Modulation of Highly Ordered Au–Cu₂O Core–Satellite Nanostructures for Enhanced Photocatalytic Performance

Janus nanostructures, distinguished by their inherent asymmetry, have attracted considerable attention due to their potential in diverse applications, particularly in photocatalysis. However, conventional single-island Janus structures are limited by their simplified surface architecture, which lead to fewer active sites and restricted electron/photon interaction pathways. Herein, we propose a strategy based on interfacial control to fabricate core–satellite (CSt) nanostructures, wherein polycrystalline Au nanoparticles (pc-Au NPs) serve as seeds for the controlled growth of copper(I) oxide (Cu₂O) islands.

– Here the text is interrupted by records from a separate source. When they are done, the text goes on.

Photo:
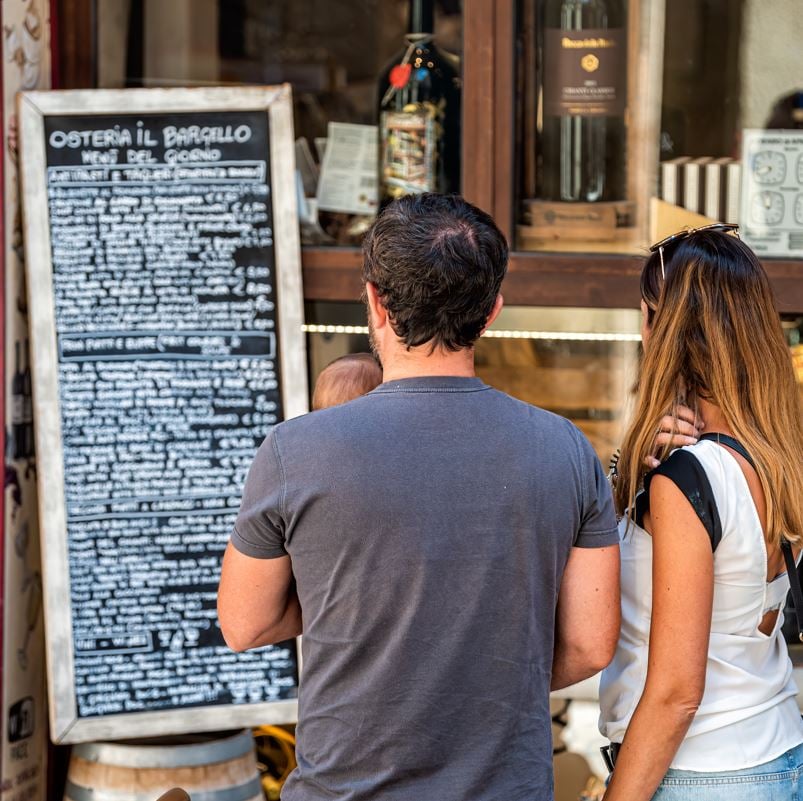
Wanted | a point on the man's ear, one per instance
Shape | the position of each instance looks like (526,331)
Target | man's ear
(498,303)
(379,314)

Strong ligand-mediated interfacial interactions enable precise regulation of Cu₂O growth on polycrystalline Au seeds, leading to well-defined core–satellite configurations. This architecture enhances interfacial area and creates multiple Au–Cu₂O interfaces that facilitate synergistic charge separation and directional transport. As a result, the core–satellite structures exhibit markedly improved photocatalytic performance compared with their single-island and core–shell counterparts. This work underscores the structural advantages of core–satellite nanostructures and provides a tunable platform for designing high-efficiency photocatalysts in energy conversion and related applications.